Les yeux du cœur
Il ne faut que vingt-quatre heures à un cœur pour cesser de battre, être réactivé par des machines puis transplanté dans le corps d’une autre personne. Vingt-quatre heures pour que la tragédie d’une vie qui se termine se transforme en un miracle pour quelqu’un qui pourra vivre la sienne plus longtemps.
Pendant ces longues heures où la vie est en sursis, le corps révèle toutefois son illisibilité à qui n’en connaît pas les codes: aux parents du jeune Simon, qui voient leur fils étendu sur un lit blanc et sa poitrine se soulever, qui entendent son cœur rythmer une vie dont on ne cesse de leur confirmer la disparition; au docteur Révol, impuissant à saisir, malgré les expériences hallucinatoires et les rayons X, les mystères sensoriels de la douleur; à Thomas Rémige, infirmier affecté aux procédures du don d’organes, qui chante pour explorer son propre corps et qui accompagne de lieds les dépouilles vidées de leur matière encore utile.

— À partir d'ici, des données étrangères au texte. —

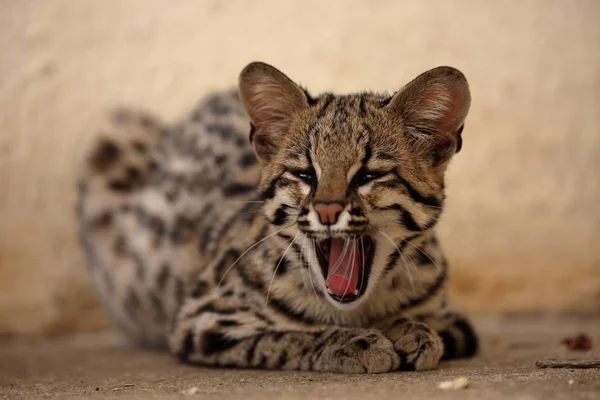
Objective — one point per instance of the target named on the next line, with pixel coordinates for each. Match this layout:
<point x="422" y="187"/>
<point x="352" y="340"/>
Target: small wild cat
<point x="310" y="246"/>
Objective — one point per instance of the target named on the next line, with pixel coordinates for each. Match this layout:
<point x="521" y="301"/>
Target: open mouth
<point x="346" y="266"/>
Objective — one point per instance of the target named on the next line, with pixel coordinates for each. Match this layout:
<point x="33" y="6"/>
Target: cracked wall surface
<point x="522" y="223"/>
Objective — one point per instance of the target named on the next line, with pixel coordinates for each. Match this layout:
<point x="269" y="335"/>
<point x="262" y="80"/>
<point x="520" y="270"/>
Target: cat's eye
<point x="364" y="176"/>
<point x="304" y="174"/>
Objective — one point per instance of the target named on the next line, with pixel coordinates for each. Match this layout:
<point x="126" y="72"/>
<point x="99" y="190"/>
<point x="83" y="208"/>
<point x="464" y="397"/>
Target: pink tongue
<point x="342" y="273"/>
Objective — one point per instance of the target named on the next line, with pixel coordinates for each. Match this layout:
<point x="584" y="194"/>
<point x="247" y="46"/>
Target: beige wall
<point x="523" y="223"/>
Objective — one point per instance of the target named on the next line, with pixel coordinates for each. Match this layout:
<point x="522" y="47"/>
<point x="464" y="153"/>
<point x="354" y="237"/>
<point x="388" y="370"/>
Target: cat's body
<point x="319" y="254"/>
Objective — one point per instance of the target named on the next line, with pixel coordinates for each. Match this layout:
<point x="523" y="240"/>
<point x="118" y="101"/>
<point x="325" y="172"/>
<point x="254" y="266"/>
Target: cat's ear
<point x="435" y="104"/>
<point x="271" y="99"/>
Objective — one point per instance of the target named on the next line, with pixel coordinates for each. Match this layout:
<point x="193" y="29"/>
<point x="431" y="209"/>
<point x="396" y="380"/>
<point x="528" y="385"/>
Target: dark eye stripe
<point x="364" y="176"/>
<point x="306" y="175"/>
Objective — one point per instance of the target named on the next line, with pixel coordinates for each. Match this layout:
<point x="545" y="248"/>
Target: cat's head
<point x="356" y="175"/>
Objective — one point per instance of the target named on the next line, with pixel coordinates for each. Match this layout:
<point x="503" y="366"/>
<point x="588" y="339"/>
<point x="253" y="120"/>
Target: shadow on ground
<point x="102" y="366"/>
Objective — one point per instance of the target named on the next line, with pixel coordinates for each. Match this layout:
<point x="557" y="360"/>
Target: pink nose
<point x="328" y="212"/>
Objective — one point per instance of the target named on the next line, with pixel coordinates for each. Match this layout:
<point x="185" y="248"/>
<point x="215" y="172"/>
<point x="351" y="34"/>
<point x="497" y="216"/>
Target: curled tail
<point x="114" y="179"/>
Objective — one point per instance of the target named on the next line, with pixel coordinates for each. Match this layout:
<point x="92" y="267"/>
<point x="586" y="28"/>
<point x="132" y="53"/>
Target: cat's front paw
<point x="418" y="347"/>
<point x="356" y="351"/>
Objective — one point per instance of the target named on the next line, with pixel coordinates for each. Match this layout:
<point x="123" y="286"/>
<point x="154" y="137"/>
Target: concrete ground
<point x="101" y="366"/>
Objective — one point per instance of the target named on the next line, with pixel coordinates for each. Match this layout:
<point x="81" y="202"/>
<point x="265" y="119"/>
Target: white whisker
<point x="410" y="278"/>
<point x="277" y="267"/>
<point x="250" y="248"/>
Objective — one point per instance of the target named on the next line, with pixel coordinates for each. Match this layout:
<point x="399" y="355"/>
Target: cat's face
<point x="356" y="175"/>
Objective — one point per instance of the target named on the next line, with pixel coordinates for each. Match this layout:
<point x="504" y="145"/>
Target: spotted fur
<point x="205" y="240"/>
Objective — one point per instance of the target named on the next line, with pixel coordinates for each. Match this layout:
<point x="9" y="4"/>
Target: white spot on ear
<point x="353" y="170"/>
<point x="317" y="168"/>
<point x="313" y="219"/>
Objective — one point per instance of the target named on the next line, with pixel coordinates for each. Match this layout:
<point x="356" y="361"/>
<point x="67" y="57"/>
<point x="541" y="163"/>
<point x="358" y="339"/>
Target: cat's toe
<point x="418" y="347"/>
<point x="370" y="352"/>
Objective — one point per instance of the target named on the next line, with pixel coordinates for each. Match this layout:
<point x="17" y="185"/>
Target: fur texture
<point x="197" y="240"/>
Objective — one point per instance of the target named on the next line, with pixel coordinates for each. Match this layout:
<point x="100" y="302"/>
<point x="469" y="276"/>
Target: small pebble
<point x="459" y="383"/>
<point x="191" y="391"/>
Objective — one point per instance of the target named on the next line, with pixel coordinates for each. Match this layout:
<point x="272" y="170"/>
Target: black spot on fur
<point x="106" y="154"/>
<point x="228" y="322"/>
<point x="139" y="146"/>
<point x="282" y="360"/>
<point x="280" y="215"/>
<point x="281" y="266"/>
<point x="120" y="186"/>
<point x="200" y="289"/>
<point x="104" y="220"/>
<point x="363" y="344"/>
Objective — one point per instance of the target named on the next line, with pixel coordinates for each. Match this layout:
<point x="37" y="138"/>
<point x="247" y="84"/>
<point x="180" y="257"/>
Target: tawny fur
<point x="203" y="240"/>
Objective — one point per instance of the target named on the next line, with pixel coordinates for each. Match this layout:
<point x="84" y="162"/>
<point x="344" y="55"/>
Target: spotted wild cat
<point x="310" y="246"/>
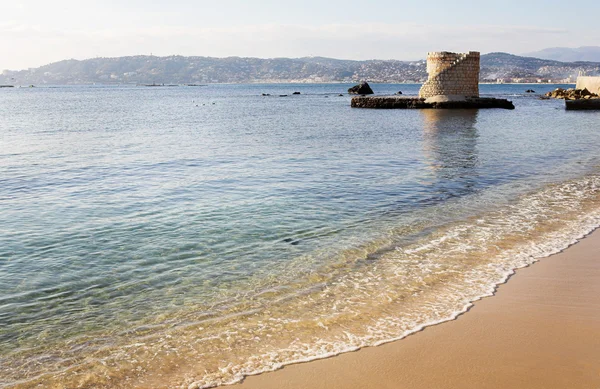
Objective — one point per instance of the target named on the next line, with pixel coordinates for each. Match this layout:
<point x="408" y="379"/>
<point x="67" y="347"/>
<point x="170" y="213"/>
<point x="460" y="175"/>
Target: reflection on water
<point x="450" y="148"/>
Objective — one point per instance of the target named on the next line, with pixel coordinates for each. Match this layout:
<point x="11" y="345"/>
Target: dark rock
<point x="361" y="89"/>
<point x="570" y="94"/>
<point x="588" y="103"/>
<point x="395" y="102"/>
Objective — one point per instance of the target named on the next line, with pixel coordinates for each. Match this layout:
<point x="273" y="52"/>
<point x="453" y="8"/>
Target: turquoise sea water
<point x="189" y="236"/>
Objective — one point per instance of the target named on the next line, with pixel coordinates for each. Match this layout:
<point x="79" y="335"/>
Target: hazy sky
<point x="37" y="32"/>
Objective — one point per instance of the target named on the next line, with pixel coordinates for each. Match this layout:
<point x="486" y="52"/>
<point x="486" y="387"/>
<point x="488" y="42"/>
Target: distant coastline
<point x="495" y="68"/>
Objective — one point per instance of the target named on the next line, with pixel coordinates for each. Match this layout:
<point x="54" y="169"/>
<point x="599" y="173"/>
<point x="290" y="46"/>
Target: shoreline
<point x="488" y="345"/>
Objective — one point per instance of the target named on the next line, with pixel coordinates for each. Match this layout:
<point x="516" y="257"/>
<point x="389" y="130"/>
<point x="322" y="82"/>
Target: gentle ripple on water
<point x="148" y="239"/>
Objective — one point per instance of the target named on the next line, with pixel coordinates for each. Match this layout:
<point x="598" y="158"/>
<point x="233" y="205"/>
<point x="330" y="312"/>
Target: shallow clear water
<point x="193" y="235"/>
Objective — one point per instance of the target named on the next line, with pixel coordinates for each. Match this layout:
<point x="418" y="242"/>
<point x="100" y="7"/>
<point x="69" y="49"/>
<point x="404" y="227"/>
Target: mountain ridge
<point x="144" y="69"/>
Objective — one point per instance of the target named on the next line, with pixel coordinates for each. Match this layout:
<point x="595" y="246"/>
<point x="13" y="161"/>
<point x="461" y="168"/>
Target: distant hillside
<point x="201" y="70"/>
<point x="567" y="54"/>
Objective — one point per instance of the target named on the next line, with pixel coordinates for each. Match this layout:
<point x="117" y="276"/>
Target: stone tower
<point x="452" y="74"/>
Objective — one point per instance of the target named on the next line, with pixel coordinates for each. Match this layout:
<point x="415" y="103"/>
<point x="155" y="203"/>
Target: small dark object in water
<point x="361" y="89"/>
<point x="582" y="104"/>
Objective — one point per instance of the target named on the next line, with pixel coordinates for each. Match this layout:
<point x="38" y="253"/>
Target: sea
<point x="187" y="237"/>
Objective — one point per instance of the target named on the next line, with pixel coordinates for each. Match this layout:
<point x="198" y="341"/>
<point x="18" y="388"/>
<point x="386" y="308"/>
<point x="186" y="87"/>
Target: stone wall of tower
<point x="452" y="74"/>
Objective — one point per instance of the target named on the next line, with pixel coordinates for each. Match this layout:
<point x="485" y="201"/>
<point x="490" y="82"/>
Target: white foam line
<point x="239" y="377"/>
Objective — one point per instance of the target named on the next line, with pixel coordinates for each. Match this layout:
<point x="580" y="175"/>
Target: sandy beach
<point x="540" y="330"/>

Le monde dont Réparer les vivants fait état repose sur cette fausse transparence du visible, sur la part mystérieuse du corps que la nature continue de dérober à la physique et à l’œil humain. Ainsi de la mer sur laquelle Simon aimait tant surfer, sa houle devant être lue et interprétée pour que la vague qui s’y cache se révèle à celui qui l’attend. De même, cette ambulance qui sort lentement de la foule en liesse qui la submerge transporte sans qu’on le voie un greffon, à la fois la mort et la vie. Si les vivants ne peuvent lire l’entièreté du monde qui les entoure, Maylis de Kerangal fait le pari que la littérature permet de connecter certains des signes qui échappent aux hommes, ces tropismes sarrautiens qui effleurent la conscience, les coïncidences inaperçues, «ce qui […] fait bondir, vomir, grossir, valser léger comme une plume ou peser comme une pierre», le cœur d’un jeune homme, d’une mère ou d’une amante. Kerangal inscrit ces différents rythmes des cœurs dans une phrase qui suit pas à pas les circonvolutions d’un temps dont les mouvements sont intimement liés aux hommes et à leurs paroles, paroles puissantes qui redessinent et révèlent le monde, «figent un état du corps» et marquent une rupture entre un temps où la vie est et un autre où elle n’est plus: «Simon […] est mort.»